When you read about student loan debt in the news nowadays, there’s rarely good news about this phenomenon that’s more frequently referred to as a “crisis.” Just look at the latest student loan debt figures if you need proof: $1.56 trillion in outstanding student loans, 44+ million borrowers (including the parents/grandparents/relatives who co-signed the loans), 11.4% default/delinquency rate, and $101+ billion in default for more than 360 days.
If you want to have kids soon or you currently have young kids and you’re concerned about their ability to pay for college in the future, then you’re no alone. Millions of parents around the U.S. – many of whom are still paying off their own student loans – want to create the best possible financial futures for their kids and higher education seems like it’ll remain the primary pathway to a successful career and comfortable income for the foreseeable future.
However, considering just how much college tuition, textbooks, and other related expenses have outpaced the regular inflation rate since the 1980s, it can be downright terrifying to imagine how much college might cost in the next decade or two.
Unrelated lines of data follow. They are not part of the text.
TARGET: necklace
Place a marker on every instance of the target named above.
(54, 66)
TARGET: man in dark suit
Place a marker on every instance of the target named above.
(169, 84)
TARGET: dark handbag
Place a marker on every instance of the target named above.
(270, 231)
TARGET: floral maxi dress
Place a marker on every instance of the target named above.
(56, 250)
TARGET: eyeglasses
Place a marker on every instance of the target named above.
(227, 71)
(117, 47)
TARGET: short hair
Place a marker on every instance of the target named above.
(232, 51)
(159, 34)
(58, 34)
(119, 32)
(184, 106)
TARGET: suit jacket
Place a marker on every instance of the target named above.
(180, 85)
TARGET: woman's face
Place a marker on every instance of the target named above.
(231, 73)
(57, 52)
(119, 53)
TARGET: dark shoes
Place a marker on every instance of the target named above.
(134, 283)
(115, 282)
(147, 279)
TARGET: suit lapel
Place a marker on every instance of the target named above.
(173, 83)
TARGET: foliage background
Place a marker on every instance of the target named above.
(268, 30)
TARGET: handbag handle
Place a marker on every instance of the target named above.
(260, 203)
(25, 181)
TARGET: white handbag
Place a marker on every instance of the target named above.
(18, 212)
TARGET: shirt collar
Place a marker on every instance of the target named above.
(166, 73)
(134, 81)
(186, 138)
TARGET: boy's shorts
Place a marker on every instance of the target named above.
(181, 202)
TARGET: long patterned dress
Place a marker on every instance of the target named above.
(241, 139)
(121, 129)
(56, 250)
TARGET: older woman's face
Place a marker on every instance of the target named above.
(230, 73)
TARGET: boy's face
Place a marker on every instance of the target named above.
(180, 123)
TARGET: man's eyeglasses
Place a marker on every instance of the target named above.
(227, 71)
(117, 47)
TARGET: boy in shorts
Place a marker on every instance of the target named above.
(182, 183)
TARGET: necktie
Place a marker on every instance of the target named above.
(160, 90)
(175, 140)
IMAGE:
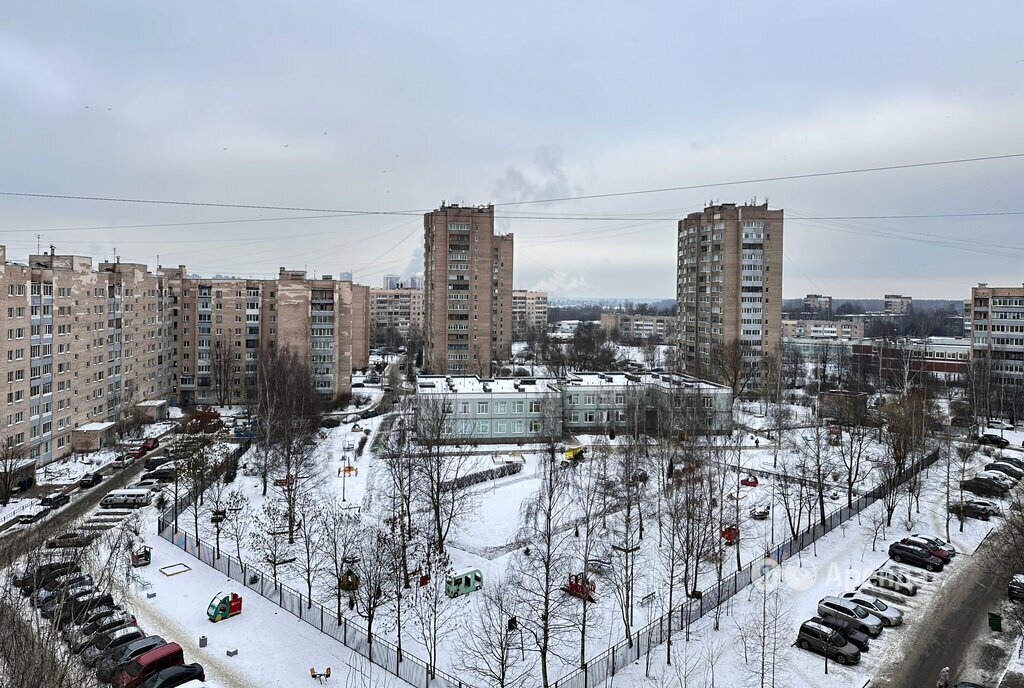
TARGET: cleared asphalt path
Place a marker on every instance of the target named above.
(955, 619)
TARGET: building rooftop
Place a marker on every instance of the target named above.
(92, 427)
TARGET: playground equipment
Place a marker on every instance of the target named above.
(466, 582)
(320, 677)
(582, 587)
(141, 557)
(224, 606)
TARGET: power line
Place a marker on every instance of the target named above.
(786, 177)
(808, 175)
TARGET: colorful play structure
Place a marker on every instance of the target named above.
(582, 587)
(223, 606)
(141, 557)
(466, 582)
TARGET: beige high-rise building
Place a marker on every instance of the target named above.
(467, 291)
(80, 345)
(529, 311)
(997, 333)
(393, 313)
(729, 288)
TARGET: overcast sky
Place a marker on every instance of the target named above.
(396, 106)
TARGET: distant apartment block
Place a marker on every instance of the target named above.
(729, 285)
(529, 311)
(997, 332)
(467, 291)
(633, 327)
(826, 329)
(897, 304)
(528, 410)
(907, 359)
(816, 303)
(393, 313)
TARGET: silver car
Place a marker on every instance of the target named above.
(872, 605)
(886, 577)
(851, 612)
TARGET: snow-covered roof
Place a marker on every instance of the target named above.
(93, 427)
(471, 384)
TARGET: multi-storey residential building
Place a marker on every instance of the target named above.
(393, 313)
(816, 303)
(997, 332)
(221, 325)
(81, 346)
(526, 410)
(467, 291)
(633, 327)
(897, 304)
(828, 329)
(729, 286)
(529, 311)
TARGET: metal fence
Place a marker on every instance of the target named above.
(378, 650)
(604, 665)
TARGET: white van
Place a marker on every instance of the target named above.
(130, 499)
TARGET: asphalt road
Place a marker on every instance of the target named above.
(956, 618)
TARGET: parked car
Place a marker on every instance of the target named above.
(891, 579)
(993, 508)
(175, 676)
(939, 553)
(150, 663)
(54, 501)
(983, 487)
(90, 480)
(997, 477)
(53, 561)
(156, 462)
(937, 542)
(161, 474)
(819, 638)
(908, 554)
(84, 636)
(57, 603)
(110, 641)
(872, 605)
(1007, 468)
(849, 611)
(858, 638)
(109, 667)
(1015, 590)
(70, 539)
(33, 515)
(97, 620)
(57, 586)
(993, 440)
(81, 606)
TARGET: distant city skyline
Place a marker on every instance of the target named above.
(227, 103)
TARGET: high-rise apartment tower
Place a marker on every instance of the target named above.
(467, 291)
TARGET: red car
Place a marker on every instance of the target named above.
(927, 546)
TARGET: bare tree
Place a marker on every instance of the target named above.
(538, 572)
(312, 540)
(440, 466)
(431, 607)
(494, 649)
(12, 463)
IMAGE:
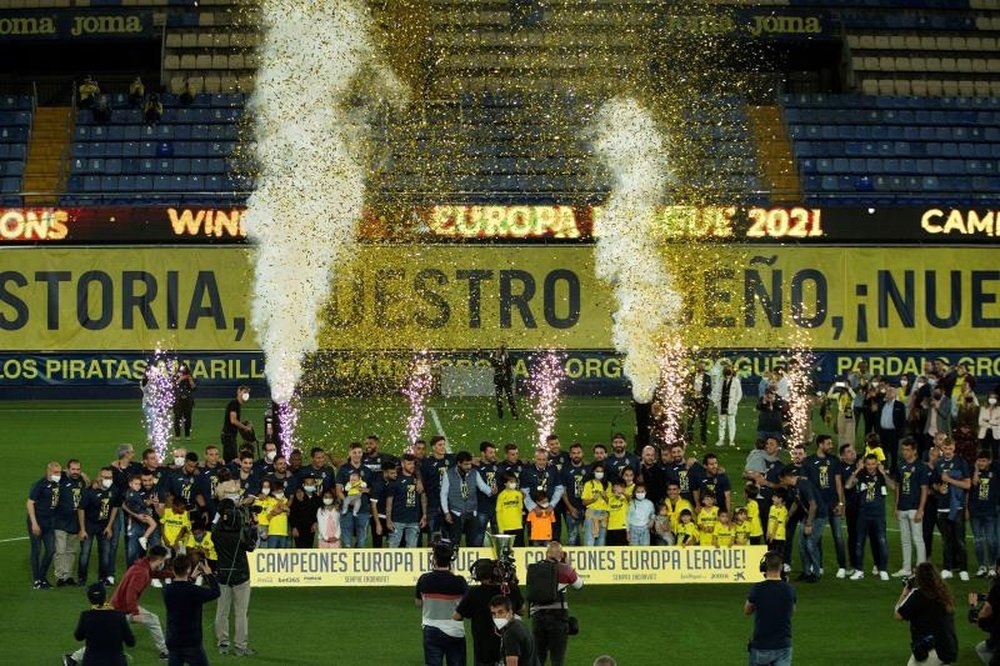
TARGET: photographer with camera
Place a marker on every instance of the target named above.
(438, 594)
(475, 606)
(927, 604)
(772, 603)
(183, 600)
(234, 536)
(983, 612)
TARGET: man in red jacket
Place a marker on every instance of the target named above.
(126, 599)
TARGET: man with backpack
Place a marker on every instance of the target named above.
(546, 584)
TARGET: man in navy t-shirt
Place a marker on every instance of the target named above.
(911, 501)
(772, 603)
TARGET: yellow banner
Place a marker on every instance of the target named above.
(401, 567)
(471, 297)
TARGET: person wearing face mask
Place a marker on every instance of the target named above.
(99, 506)
(989, 426)
(67, 523)
(126, 599)
(726, 394)
(43, 498)
(233, 426)
(517, 645)
(302, 512)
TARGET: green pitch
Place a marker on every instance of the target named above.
(836, 622)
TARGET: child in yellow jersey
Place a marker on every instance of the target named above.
(687, 531)
(707, 518)
(277, 525)
(873, 447)
(175, 524)
(594, 497)
(200, 540)
(776, 520)
(510, 509)
(741, 528)
(672, 507)
(618, 515)
(753, 514)
(265, 501)
(723, 534)
(628, 476)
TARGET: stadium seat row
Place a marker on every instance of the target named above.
(182, 115)
(151, 183)
(965, 150)
(179, 166)
(154, 149)
(102, 133)
(877, 165)
(894, 132)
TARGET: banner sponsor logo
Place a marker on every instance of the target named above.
(105, 23)
(597, 566)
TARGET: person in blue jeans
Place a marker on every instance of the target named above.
(813, 512)
(983, 512)
(771, 603)
(872, 482)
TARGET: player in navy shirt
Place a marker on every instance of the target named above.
(354, 528)
(983, 511)
(823, 469)
(43, 498)
(573, 474)
(911, 503)
(872, 483)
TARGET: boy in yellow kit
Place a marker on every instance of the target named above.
(707, 518)
(776, 521)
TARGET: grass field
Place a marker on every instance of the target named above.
(836, 621)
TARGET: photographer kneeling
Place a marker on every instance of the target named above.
(475, 605)
(983, 611)
(927, 604)
(233, 536)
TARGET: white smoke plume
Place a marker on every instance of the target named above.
(626, 256)
(303, 214)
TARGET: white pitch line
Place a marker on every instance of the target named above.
(437, 424)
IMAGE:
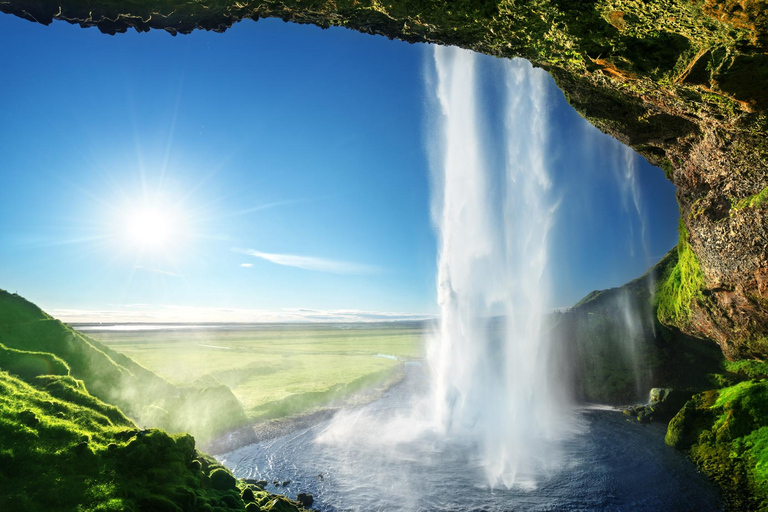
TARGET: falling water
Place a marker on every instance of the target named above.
(638, 323)
(490, 359)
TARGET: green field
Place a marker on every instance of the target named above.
(274, 370)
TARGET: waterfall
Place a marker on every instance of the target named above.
(492, 379)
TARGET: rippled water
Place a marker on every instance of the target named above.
(613, 464)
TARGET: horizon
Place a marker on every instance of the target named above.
(172, 203)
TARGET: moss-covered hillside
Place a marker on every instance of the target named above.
(142, 395)
(726, 433)
(684, 82)
(615, 349)
(63, 449)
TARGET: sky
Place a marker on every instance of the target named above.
(276, 172)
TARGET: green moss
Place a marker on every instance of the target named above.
(680, 286)
(749, 368)
(726, 433)
(34, 344)
(65, 456)
(28, 365)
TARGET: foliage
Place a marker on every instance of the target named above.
(276, 370)
(726, 433)
(40, 344)
(749, 368)
(56, 454)
(680, 285)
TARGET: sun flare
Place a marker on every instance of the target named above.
(152, 228)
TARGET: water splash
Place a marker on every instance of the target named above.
(490, 360)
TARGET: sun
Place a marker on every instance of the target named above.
(152, 227)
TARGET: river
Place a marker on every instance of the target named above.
(613, 463)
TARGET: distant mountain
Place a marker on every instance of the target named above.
(56, 349)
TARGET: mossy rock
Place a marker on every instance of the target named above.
(222, 480)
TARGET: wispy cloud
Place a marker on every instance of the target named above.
(312, 263)
(189, 314)
(156, 271)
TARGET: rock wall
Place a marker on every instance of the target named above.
(684, 82)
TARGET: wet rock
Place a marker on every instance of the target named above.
(305, 499)
(222, 480)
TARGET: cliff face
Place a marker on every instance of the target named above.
(684, 82)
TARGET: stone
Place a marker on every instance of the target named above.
(305, 499)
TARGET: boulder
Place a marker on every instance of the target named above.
(305, 499)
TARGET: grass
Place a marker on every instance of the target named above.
(50, 347)
(680, 285)
(274, 370)
(56, 454)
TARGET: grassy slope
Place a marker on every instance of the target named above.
(62, 449)
(274, 371)
(726, 433)
(611, 353)
(117, 379)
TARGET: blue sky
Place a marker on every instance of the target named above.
(293, 160)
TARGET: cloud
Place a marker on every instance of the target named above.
(312, 263)
(168, 313)
(156, 271)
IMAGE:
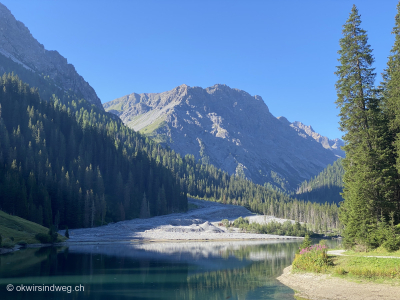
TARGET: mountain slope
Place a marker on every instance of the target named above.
(333, 145)
(228, 128)
(35, 63)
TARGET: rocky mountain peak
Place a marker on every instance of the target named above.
(18, 44)
(333, 145)
(228, 128)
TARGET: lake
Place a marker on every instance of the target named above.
(132, 270)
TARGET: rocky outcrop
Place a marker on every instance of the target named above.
(18, 44)
(228, 128)
(304, 130)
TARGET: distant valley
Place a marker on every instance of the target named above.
(232, 130)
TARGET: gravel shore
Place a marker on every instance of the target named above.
(202, 223)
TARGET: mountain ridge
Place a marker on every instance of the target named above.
(19, 46)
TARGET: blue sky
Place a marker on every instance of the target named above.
(284, 51)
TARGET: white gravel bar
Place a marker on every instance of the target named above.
(200, 224)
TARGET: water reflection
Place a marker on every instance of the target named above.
(195, 270)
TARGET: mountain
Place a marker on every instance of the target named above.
(228, 128)
(304, 130)
(61, 164)
(22, 54)
(325, 187)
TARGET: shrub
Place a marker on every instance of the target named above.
(67, 233)
(306, 243)
(7, 243)
(43, 238)
(340, 271)
(22, 243)
(312, 259)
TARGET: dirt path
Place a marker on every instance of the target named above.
(321, 286)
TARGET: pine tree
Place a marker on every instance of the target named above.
(364, 138)
(391, 108)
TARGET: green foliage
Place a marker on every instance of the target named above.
(306, 242)
(55, 159)
(57, 156)
(53, 234)
(312, 259)
(44, 238)
(22, 243)
(367, 267)
(325, 187)
(370, 179)
(8, 243)
(18, 228)
(286, 228)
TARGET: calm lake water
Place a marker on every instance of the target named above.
(195, 270)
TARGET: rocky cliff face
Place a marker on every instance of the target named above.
(18, 44)
(304, 131)
(228, 128)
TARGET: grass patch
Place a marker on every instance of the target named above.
(16, 230)
(312, 259)
(381, 251)
(370, 268)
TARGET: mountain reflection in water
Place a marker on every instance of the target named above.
(170, 270)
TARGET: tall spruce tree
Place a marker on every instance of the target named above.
(367, 178)
(391, 106)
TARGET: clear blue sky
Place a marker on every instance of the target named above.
(284, 51)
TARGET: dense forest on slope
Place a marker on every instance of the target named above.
(56, 168)
(325, 187)
(65, 157)
(370, 119)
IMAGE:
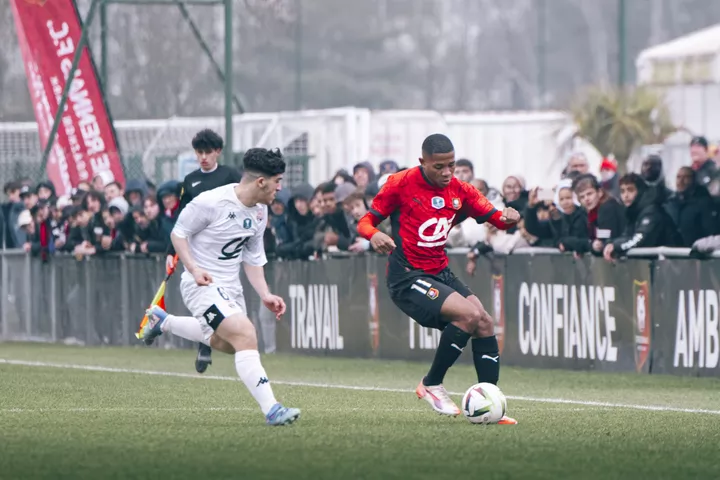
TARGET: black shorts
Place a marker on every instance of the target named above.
(420, 295)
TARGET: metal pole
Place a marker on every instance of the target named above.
(63, 100)
(4, 314)
(89, 314)
(298, 55)
(540, 54)
(229, 151)
(206, 48)
(103, 44)
(53, 299)
(125, 300)
(28, 295)
(622, 44)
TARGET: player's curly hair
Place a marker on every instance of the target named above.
(207, 141)
(262, 161)
(437, 143)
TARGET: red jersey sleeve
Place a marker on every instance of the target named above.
(387, 200)
(384, 204)
(478, 207)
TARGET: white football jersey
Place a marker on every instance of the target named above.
(222, 233)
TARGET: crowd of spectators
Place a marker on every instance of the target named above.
(95, 219)
(582, 214)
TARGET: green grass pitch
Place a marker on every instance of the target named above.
(61, 420)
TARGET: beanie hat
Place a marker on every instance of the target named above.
(609, 163)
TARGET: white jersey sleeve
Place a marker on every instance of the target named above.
(195, 217)
(254, 251)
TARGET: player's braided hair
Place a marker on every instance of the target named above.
(437, 143)
(262, 161)
(207, 141)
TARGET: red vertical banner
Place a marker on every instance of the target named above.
(48, 33)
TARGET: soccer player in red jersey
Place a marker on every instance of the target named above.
(424, 203)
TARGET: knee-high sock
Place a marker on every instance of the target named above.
(252, 373)
(185, 327)
(452, 342)
(486, 357)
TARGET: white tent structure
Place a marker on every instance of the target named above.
(687, 71)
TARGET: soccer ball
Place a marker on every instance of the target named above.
(484, 403)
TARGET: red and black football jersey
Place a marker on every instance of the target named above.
(422, 216)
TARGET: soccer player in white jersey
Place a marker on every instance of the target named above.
(216, 232)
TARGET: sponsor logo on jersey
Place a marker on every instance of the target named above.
(434, 232)
(233, 248)
(314, 317)
(567, 321)
(642, 323)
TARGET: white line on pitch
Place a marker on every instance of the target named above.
(97, 368)
(200, 409)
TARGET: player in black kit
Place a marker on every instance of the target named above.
(208, 147)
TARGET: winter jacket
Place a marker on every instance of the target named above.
(153, 234)
(574, 225)
(706, 173)
(648, 225)
(301, 228)
(694, 213)
(605, 221)
(519, 204)
(542, 230)
(14, 236)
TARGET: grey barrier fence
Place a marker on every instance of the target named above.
(550, 310)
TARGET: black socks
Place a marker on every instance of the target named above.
(486, 358)
(452, 342)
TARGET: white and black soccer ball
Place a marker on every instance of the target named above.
(484, 403)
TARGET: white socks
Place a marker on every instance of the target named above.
(186, 327)
(252, 373)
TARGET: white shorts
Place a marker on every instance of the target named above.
(211, 304)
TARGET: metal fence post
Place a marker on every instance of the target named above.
(124, 300)
(88, 300)
(53, 301)
(5, 329)
(28, 295)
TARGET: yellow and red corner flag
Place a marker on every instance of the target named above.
(159, 298)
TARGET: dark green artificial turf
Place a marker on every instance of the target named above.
(71, 423)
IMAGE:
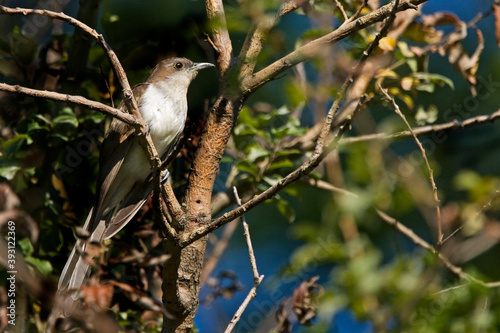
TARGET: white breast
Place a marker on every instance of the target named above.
(164, 109)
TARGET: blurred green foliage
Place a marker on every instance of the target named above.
(49, 157)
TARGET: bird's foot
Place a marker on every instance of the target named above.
(148, 129)
(164, 176)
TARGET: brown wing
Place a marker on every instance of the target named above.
(114, 148)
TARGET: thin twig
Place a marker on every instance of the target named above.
(218, 250)
(424, 155)
(311, 49)
(257, 279)
(257, 34)
(358, 12)
(323, 185)
(341, 8)
(423, 244)
(423, 130)
(138, 123)
(79, 100)
(307, 167)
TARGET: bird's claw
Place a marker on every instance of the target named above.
(164, 176)
(148, 129)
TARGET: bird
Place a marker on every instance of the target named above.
(124, 178)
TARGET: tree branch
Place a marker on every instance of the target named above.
(320, 153)
(310, 49)
(423, 130)
(257, 34)
(79, 100)
(424, 155)
(257, 279)
(423, 244)
(138, 123)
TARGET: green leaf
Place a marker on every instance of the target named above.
(26, 247)
(246, 166)
(428, 116)
(44, 266)
(435, 78)
(17, 139)
(8, 172)
(256, 152)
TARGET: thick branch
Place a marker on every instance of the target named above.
(312, 48)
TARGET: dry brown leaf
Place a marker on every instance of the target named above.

Rather than waiting until your kids are older to begin saving for their post-secondary education expenses, it’s important to begin saving right away (alongside your retirement savings strategy, of course).
A common barrier to saving for college is the sheer complexity of 529 plans. Just opening an account can involve 1-2+ hours of consultations with a financial advisor, plus pages and pages of paperwork to fill out and sign. This frustrating process is what ultimately inspired Ksenia Yudina – a mother of 3 young kids herself – to create U-Nest, a 529 college savings platform that makes opening and funding college savings accounts for your kids a breeze.
If you like the idea of signing up for a 529 college savings plan within minutes and paying lower monthly management fees, then here are some reasons why you should consider U-Nest to begin saving for your child’s future in higher education.
Simplify College Savings
The premise behind U-Nest involves making college savings plans as quick and painless as possible for parents who simply want the best for their children. You can create an account within 5 minutes right on your smartphone or tablet and begin funding it once you sync your bank account with the app.
U-Nest also has a nifty college savings calculator, which lets you see how much you could earn with a U-Nest account compared to a regular savings account by the time your child is ready to go off to college. For example, if you currently have a 2 year-old child (in 2019) and can regularly save $300 per month for college, then you would have approximately $90,000 saved up in a U-Nest account by 2035 or just $58,000 saved up by 2035 if you relegated that money to a personal savings account with a bank or credit union instead.
Tax Advantages of College Savings Plans
The enormous advantage of 529 college savings plans is that your account’s growth is entirely tax-free. This means you won’t have to pay taxes later on when you begin withdrawing funds to pay for tuition bills. U-Nest offers the additional advantage over traditional savings plans by factoring in your child’s age and year when they’ll need money for college.
U-Nest Pricing & Minimum Investments
Whereas traditional financial advisors charge hundreds (or in some cases, thousands) of dollars to set up and manage a 529 college savings plan, U-Nest is a much more affordable option for parents. It costs just $3 per month to manage your account with U-Nest, and you can begin investing with as little as $25 per month. This is a stark contrast from traditional 529 plans, which may require a large upfront investment or larger monthly investments to avoid additional fees.
U-Nest also has plans to begin offering investment gift options for family/friends who want to contribute to your child’s college savings in the future, so be on the lookout for this useful feature coming soon to U-Nest.
Should I Sign Up for U-Nest?
There’s never a guarantee that any child will go to college and successfully complete a degree, but this uncertainty shouldn’t be an excuse to procrastinate on investing for the future while the long-term rate of returns is on your side. Even if your child decides not to go to college, you can change the beneficiary of your 529 U-Nest account to yourself, another child, or a family member and withdraw funds (which will then be subject to state and federal income taxes, as well as a 10% federal tax penalty on earnings if you use the funds for non-educational purposes).
For other scenarios – such as your child getting a scholarship – you may be surprised by how many expenses qualify under 529 college savings regulations, including tuition, fees, textbooks, class materials, and even room & board. It’s truly one of the best ways to ensure your child’s college education is financially covered, so explore your options with U-Nest while your kids are still young to take advantage of all the benefits these accounts have to offer.